A RÁPIDA emergência da China como potência de primeira grandeza implica mudanças na estrutura de poder global. Algumas projeções indicam que o PIB chinês será maior que o dos EUA antes de 2030. Em que pesem interesses comuns, há vários contenciosos entre os dois países -e outros por certo surgirão.
No campo econômico, o principal deles, no momento, diz respeito à política cambial da nação asiática, avaliada pelos EUA e por outros governos como "mercantilista" e nociva ao funcionamento da economia mundial.
A China adota um padrão de câmbio que oscila do fixo ao administrado. De 2006 a meados de 2008 foi permitida uma lenta valorização de sua moeda, o yuan, da ordem de 20% -estancada com o agravamento da crise internacional. Desde então a taxa mantém-se estável em relação ao dólar.
Neste período, a China acumulou saldos externos crescentes. Passou de um quase equilíbrio, em 2000, para superavits de US$ 430 bilhões, em 2008, e US$ 285 bilhões, em 2009 -ano de crise.
Para os americanos o yuan estaria subvalorizado em algo entre 20% e 40%. A prova seriam os volumosos superavits e o aumento das reservas chinesas no ritmo de US$ 30 bilhões por mês.

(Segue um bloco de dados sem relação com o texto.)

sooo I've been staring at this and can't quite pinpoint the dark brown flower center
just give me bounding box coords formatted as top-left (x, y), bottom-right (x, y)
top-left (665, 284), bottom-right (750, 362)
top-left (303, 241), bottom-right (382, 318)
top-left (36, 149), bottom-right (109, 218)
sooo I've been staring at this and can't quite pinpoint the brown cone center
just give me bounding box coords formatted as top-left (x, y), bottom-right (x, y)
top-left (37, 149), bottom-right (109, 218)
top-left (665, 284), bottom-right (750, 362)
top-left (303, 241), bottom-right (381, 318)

A consequência da compra de dólares pela China é o aumento de sua posição credora, tema que passa a ser ainda mais sensível nos EUA em razão do alto desemprego e das eleições legislativas do final do ano.
Já o lado chinês considera que o câmbio não é responsável pelos superavits e que cabe aos EUA controlar sua tendência ao consumismo e aos deficits fiscais. A melhor contribuição que a China poderia dar à reordenação da economia mundial estaria em suas políticas de estímulo ao consumo interno.

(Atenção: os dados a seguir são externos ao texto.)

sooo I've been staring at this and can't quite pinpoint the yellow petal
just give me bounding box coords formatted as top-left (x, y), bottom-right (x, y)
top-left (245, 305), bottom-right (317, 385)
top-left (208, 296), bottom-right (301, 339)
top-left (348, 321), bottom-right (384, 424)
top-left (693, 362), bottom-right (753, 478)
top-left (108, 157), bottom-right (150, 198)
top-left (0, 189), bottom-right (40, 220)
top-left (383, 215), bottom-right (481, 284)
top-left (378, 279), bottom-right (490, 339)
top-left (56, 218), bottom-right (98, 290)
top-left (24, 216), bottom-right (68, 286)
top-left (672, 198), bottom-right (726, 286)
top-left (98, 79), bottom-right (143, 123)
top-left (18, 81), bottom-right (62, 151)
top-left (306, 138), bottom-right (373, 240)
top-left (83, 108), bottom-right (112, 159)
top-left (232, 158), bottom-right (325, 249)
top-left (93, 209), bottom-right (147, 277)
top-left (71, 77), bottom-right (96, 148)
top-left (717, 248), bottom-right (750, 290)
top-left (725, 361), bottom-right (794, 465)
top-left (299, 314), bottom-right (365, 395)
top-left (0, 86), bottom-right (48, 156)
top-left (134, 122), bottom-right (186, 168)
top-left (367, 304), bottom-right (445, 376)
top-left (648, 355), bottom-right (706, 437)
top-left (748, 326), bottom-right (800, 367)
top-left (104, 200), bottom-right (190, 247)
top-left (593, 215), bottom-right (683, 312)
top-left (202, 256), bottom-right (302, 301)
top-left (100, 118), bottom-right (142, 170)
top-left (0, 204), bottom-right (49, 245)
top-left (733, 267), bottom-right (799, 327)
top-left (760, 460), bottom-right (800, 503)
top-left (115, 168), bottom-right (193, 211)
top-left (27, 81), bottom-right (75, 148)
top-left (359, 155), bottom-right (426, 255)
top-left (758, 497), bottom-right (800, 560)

A resistência chinesa é previsível. Um país superavitário sempre se oporá a valorizar sua moeda, dificultando o ajuste dos outros. Vem daí a assimetria recessiva do sistema monetário internacional -há muito identificada.
No embate, as duas partes vêm elevando o tom. Na sexta-feira passada, o premiê chinês afirmou que não considera a moeda de seu país valorizada e acusou os EUA de politizarem o tema. Além disso, reafirmou seu desconforto quanto à segurança dos títulos públicos americanos.

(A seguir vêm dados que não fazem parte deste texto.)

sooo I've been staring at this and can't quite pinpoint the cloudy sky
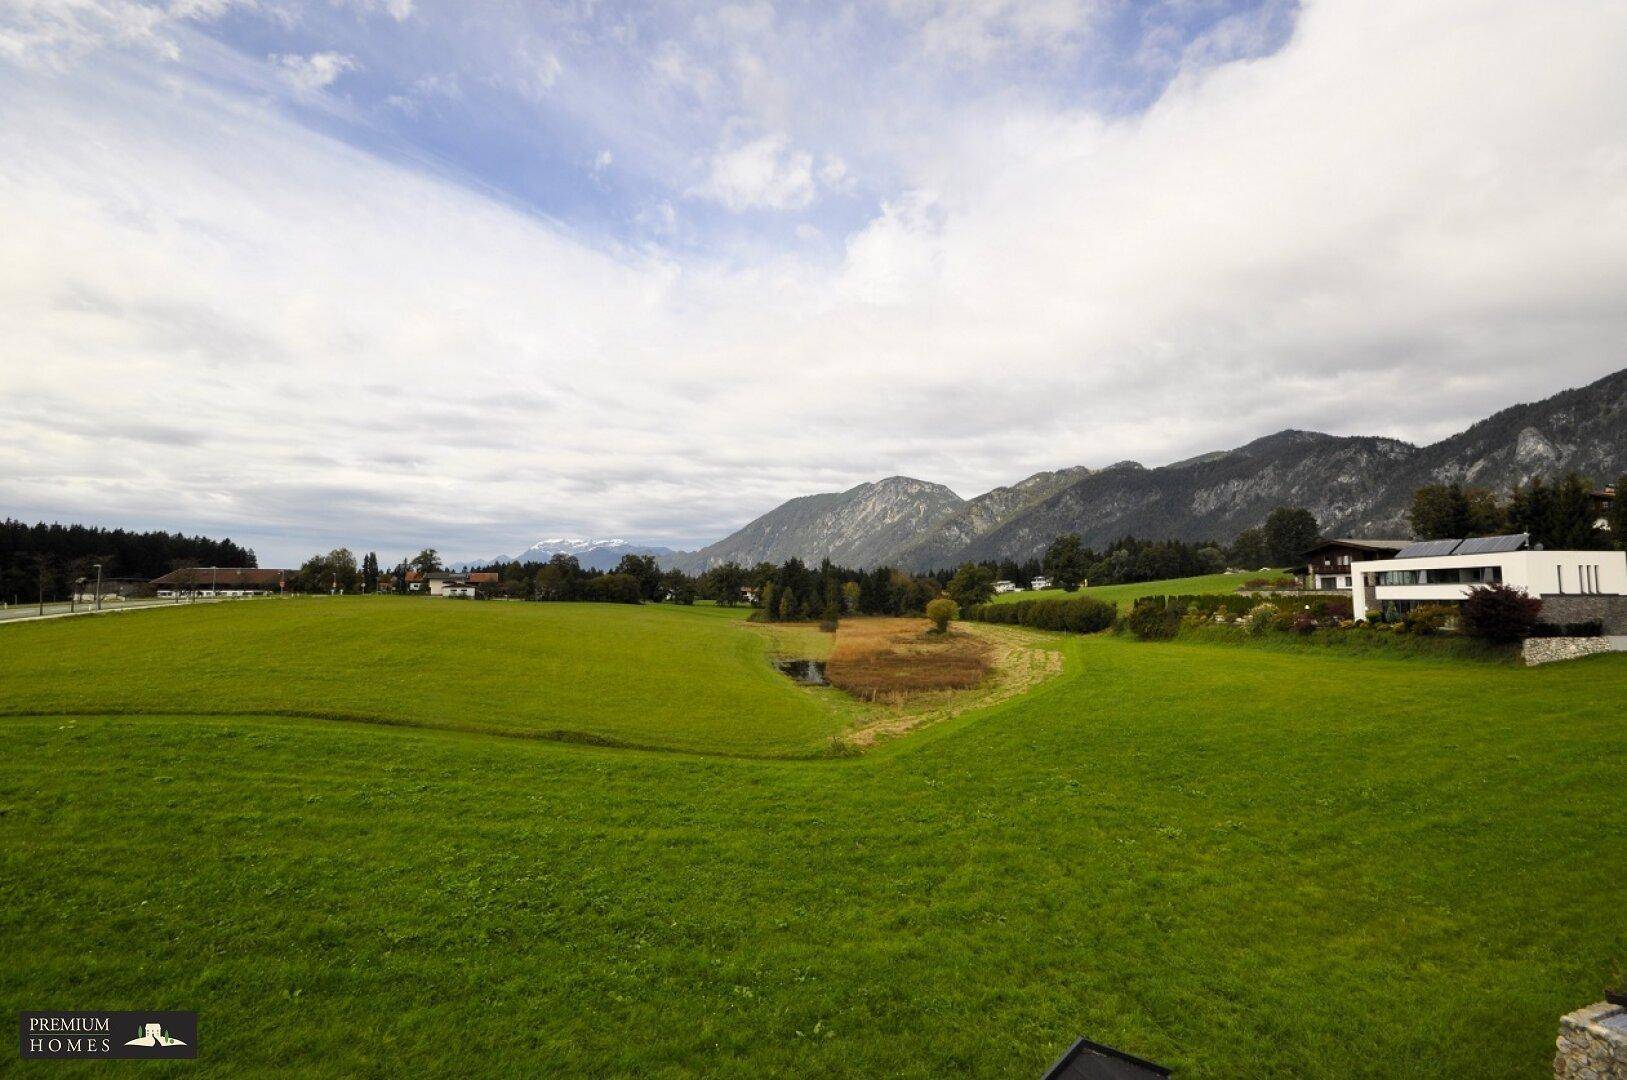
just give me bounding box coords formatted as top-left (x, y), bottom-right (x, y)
top-left (2, 1), bottom-right (1625, 566)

A resposta foi rápida: mais de uma centena de congressistas assinaram carta pedindo que o governo Obama declare a China um país "manipulador" do câmbio. Tal procedimento abriria caminho para uma queixa na Organização Mundial do Comércio -que dificilmente, no entanto, teria condições políticas de arbitrar uma disputa desse porte entre as duas grandes potências.
Não deixa de despertar preocupações a escalada deste conflito. Mas o fato é que seria desejável mais flexibilidade por parte do governo chinês. O país já perdeu há anos o "privilégio da irrelevância". Suas decisões ganharam peso sistêmico e seu superavit tornou-se um elemento de perturbação do equilíbrio global.